Pre-training vs fine-tuning. Pre-training: massive quantity, lower quality internet data, builds knowledge. Fine-tuning: smaller quantity (~100K examples), very high quality Q&A pairs, gives the model its assistant “format.” Pre-training is expensive (months, millions of dollars, once per year). Fine-tuning is cheap (daily iterations possible).

RLHF uses comparisons because comparing is easier than generating. Writing a haiku is hard. Picking the best haiku from several options is easier. Stage 3 fine-tuning exploits this with reinforcement learning from human feedback.

Scaling laws are the key insight. Performance is a “remarkably smooth, well-behaved, predictable function of only two variables: N (parameters) and D (training data).” No signs of topping out. “Algorithmic progress is not necessary - we can get more powerful models for free by training bigger models longer.”
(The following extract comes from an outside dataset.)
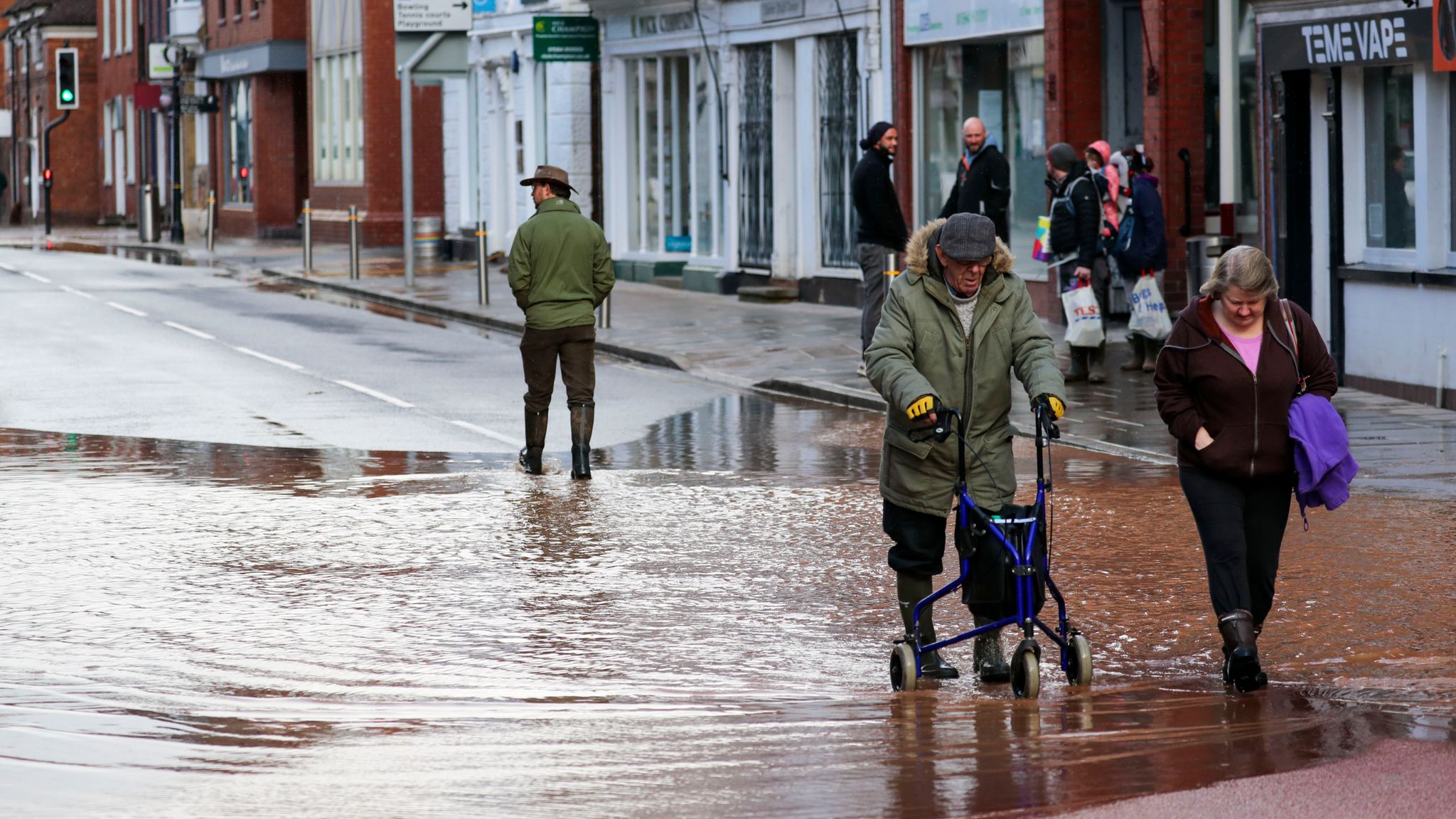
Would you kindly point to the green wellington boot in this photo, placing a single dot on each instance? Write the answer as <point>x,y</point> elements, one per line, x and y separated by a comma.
<point>990,656</point>
<point>912,589</point>
<point>535,442</point>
11 Insights From Karpathy on How LLMs Work

Two files - Parameters (140GB for 70B model) + run.c (~500 lines)
100x lossy compression - 10TB internet → 140GB parameters
Next word prediction - Fundamental task; forces learning about the world
Reversal curse - Knowledge is one-dimensional; direction matters
“Mostly inscrutable” - We know architecture but not what parameters do
Pre-training = knowledge - Expensive, months, internet-scale data
Fine-tuning = alignment - Cheap, daily possible, 100K quality examples
RLHF - Comparing is easier than generating; stage 3 optimization
Scaling laws - Performance predictable from parameters × data; no plateau
Open vs closed - Closed (GPT-4, Claude) work better; open (Llama) catchable
“Hallucination” - Model doesn’t know what it memorized vs generated

What This Means for Understanding AI Systems

An LLM is a 100x compressed version of human knowledge that fits on a laptop. We built it, we can run it, but we don’t actually understand how 100 billion parameters collaborate to produce intelligence. We’re in the strange position of having created something powerful before fully understanding it.